By now, you probably know The Hunger Games takes place in a grim and post-apocalyptic future, where the world’s last remaining country, Panem, has been divided into 12 districts and is ruled by an autocratic government known as the Capitol. The Hunger Games, as they’re called, are an annual event in which two members from each district are chosen at random to kill the others, which is the Capitol’s means of keep its citizens under control. This system was working fine for 73 years until Katniss Everdeen (Jennifer Lawrence) and Peeta Mellark (Josh Hutcherson) stepped in. At the end of the 74th Hunger Games, they both emerged as victors and this aberration lit the match for a potential uprising, which, following the events of Catching Fire, is now in full swing.
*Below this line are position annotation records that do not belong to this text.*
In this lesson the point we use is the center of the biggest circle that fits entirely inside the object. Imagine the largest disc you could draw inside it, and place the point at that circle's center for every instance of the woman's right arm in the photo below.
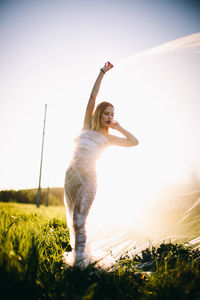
(94, 93)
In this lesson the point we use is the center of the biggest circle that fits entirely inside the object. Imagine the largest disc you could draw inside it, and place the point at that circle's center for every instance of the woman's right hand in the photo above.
(107, 67)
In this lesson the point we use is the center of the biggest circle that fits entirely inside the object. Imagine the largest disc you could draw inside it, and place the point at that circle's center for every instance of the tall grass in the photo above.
(32, 244)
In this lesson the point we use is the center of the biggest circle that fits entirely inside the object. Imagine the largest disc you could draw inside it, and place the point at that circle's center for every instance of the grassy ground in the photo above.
(33, 241)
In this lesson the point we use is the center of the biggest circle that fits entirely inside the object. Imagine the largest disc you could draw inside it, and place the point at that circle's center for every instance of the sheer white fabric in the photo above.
(80, 190)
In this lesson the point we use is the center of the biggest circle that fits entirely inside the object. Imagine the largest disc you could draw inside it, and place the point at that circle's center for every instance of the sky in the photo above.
(51, 52)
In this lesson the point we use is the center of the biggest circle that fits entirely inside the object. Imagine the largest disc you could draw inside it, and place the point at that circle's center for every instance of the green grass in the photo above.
(32, 244)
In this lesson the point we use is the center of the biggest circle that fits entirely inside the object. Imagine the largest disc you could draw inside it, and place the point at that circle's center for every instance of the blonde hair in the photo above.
(95, 122)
The underground members of District 13, long thought to be extinct, are taking action to unite all the districts and start a revolution that would overthrow the Capitol. District 13’s president, Alma Coin (Julianne Moore), and Plutarch Heavensbee (Philip Seymour Hoffman), the Game’s former designer, beseech Katniss to be the rebellion’s Mockingjay, or the face of hope and freedom, since it was her actions that proved the government’s control wasn’t indestructible.

Along with her trusted mentor Haymitch (Woody Harrelson) and chaperone Effie (Elizabeth Banks), as well as a new camera crew, the rebellion sets out to mold Katniss into a brave, graceful and compassionate warrior who’s willing to stand up for the people and wage war against the Capitol and President Snow (Donald Sutherland). Her only demands are that her fellow victors, including Peeta, who are now prisoners of the Capitol, be rescued and given a full pardon. Peeta has been made a puppet of the government and his broadcasted interviews with Caesar Flickerman (Stanley Tucci) are the Capitol’s own form of propaganda in which he insists Katniss turn herself in and cease fueling this civil war.
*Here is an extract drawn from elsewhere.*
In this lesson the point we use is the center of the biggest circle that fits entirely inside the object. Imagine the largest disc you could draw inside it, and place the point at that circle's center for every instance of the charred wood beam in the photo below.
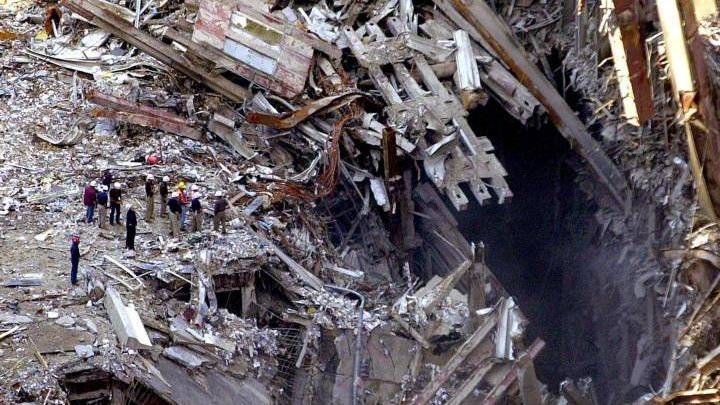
(692, 13)
(501, 39)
The themes and social commentary of The Hunger Games are mostly obvious, and Mockingjay – Part 1 has its fair share of convenient plot devices, as when Beetee (Jeffrey Wright), the engineering genius introduced in the last film, seems to have every resource at his disposal to design and manufacture special weapons for Katniss and Gale (Liam Hemsworth). Such instances feel as though they were yanked right out of a James Bond picture, with Beetee playing the role of Q. And while all of these elements come together well enough to satiate our need for excitement and escapism, it’s the movie’s patience, emotion and character reflection that really make it come alive.
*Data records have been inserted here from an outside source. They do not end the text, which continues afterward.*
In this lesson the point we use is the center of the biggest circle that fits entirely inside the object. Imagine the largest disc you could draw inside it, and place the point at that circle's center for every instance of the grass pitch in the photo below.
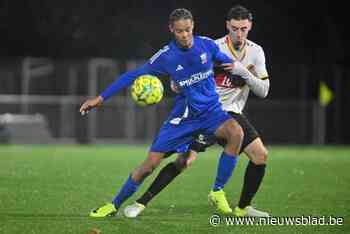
(51, 189)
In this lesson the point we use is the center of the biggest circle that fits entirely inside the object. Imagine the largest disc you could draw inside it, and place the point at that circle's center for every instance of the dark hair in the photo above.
(180, 13)
(239, 12)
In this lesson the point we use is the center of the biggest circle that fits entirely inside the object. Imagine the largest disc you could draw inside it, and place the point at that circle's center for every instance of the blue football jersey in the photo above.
(191, 69)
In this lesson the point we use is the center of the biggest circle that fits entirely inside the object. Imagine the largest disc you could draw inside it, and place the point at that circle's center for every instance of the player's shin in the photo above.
(165, 176)
(225, 168)
(252, 180)
(127, 190)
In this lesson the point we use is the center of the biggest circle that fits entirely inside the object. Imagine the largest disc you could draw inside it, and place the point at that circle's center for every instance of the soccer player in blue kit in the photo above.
(188, 60)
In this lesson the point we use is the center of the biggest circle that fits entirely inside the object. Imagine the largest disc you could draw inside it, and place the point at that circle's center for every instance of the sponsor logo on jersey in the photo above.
(179, 68)
(195, 78)
(204, 58)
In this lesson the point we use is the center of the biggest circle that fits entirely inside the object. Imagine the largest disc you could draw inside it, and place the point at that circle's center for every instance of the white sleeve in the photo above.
(260, 65)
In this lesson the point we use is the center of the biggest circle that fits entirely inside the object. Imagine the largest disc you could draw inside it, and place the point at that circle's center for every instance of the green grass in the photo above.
(51, 189)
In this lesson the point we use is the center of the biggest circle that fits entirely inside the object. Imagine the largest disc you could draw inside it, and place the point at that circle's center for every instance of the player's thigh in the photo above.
(185, 160)
(256, 151)
(229, 130)
(151, 162)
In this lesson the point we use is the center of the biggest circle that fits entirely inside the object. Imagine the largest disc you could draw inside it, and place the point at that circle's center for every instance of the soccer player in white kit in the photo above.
(233, 92)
Consider the scene when Katniss visits her former home in District 12 and sees for herself the devastation wreaked by the Capitol’s recent bombings. We might expect such a moment to be short-lived and simply function to provide her character the motivation to fight and take on the role of Mockingjay. And while it does do that, director Francis Lawrence lets it play out naturally and we really take in what Katniss is feeling. It helps that Jennifer Lawrence is such a superb actress, able to convey raw despair so effortlessly.

Another effective sequence takes place when Katniss and Gale go hunting in the woods and she ponders whether or not she should shoot a deer. Afterward, she and Gale just sit by a river and contemplate, holding each other. It’s moments like these that give the movie weight because we gain a sense of what the characters must bear.

Just as The Deathly Hallows – Part 1 did for Harry Potter, Mockingjay – Part 1 allows The Hunger Games to cross an important threshold. It was never a happy or fanciful series to begin with, but up until now, we might have approached it as just another sci-fi action-adventure saga. Now it feels deeper and more relevant. I have a feeling many fans won’t find it as traditionally “entertaining” as its predecessors, but they shouldn’t see it as the franchise losing anything, but rather gaining more profundity. I wouldn’t go so far as to say the movie gets us to think critically about moral issues such as tyranny, class systems and violence, but we now see and feel the ramifications of such things, and so our emotional investment in the story is there. Now if Mockingjay – Part 2 can go even further and actually discuss these topics intelligently so that we’re inclined to deliberate them afterward, and not just fall back on an action climax like we expect it will, that’d be really impressive.